[Python-bugs-list] [ python-Bugs-725149 ] SRE bugs with capturing groups in negative assertions

SourceForge.net noreply@sourceforge.net
Sun, 27 Apr 2003 06:28:05 -0700


Bugs item #725149, was opened at 2003-04-21 18:22
Message generated for change (Comment added) made by niemeyer
You can respond by visiting: 
https://sourceforge.net/tracker/?func=detail&atid=105470&aid=725149&group_id=5470

Category: Regular Expressions
Group: Python 2.3
Status: Open
Resolution: None
Priority: 5
Submitted By: Greg Chapman (glchapman)
>Assigned to: Gustavo Niemeyer (niemeyer)
Summary: SRE bugs with capturing groups in negative assertions

Initial Comment:
SRE is broken in some subtle ways when you combine 
capturing groups with assertions.  For example:

>>> re.match('((?!(a)c)[ab])*', 'abc').groups()
('b', '')

In the above '(a)' has matched an empty string.  Or 
worse:

>>> re.match('(a)((?!(b)*))*', 'abb').groups()
('b', None, None)

Here '(a)' matches 'b'.

Although Perl reports matches for groups in negative 
assertions, I think it is better to adopt the PCRE rule 
that these groups are always reported as unmatched 
outside the assertion (inside the assertion, if used with 
backreferences, they should behave as normal).  This 
would make the handling of subpatterns in negative 
assertions consistent with that of subpatterns in 
branches:

>>> re.match('(a)c|ab', 'ab').groups()
(None,)

In the above, although '(a)' matches before the branch 
fails, the failure of the branch means '(a)' is considered 
not to have matched.

Anyway, the attached patch is an effort to fix this 
problem by saving the values of marks before calling the 
assertion, and then restoring them afterwards (thus 
undoing whatever might have been done in the assertion).

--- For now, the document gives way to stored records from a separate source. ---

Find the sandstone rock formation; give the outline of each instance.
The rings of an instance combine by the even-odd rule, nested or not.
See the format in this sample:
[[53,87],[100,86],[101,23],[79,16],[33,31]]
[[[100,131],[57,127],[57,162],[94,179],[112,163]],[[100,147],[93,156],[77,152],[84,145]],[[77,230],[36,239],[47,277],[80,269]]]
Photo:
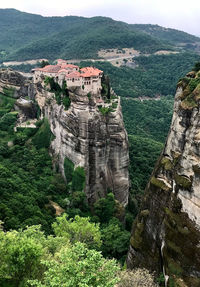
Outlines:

----------------------------------------------------------------------

>Comment By: Gustavo Niemeyer (niemeyer)
Date: 2003-04-27 13:28

Message:
Logged In: YES 
user_id=7887

Greg, I think there are two different issues here.

One of them is related to a wrong behavior from
mark_save/restore(), which don't restore the stackbase
before restoring the marks. Asserts were afected because
they're the only recursive ops that can continue the loop,
but the problem would happen to any operation with the same
behavior. So, rather than hardcoding this into asserts, I
have changed mark_save/restore() to always restore the
stackbase before restoring the marks. This should fix these
two cases you presented:

>>> re.match('(a)(?:(?=(b)*)c)*', 'abb').groups()
>>> re.match('(a)((?!(b)*))*', 'abb').groups()

And was applied as:

Modules/_sre.c: 2.95
Lib/test/test_re.py: 1.41

The other issue is related to the asserts which are leaving
half-marked groups. While your solution does work, it
changes the current behavior, which is also compatible to
how perl works. I understand that individual groups matching
when the whole string doesn't match is atypical. OTOH, a
negative assertion *is* atypical, and IMO denying external
group access won't help the user to understand how it works.
In other words, I think it's better to have incomplete
support for the moment, than having none.
This way, we can think further about this, and look for an
elegant solution to fix that support, certainly including
some algorithm to check for half-marked groups.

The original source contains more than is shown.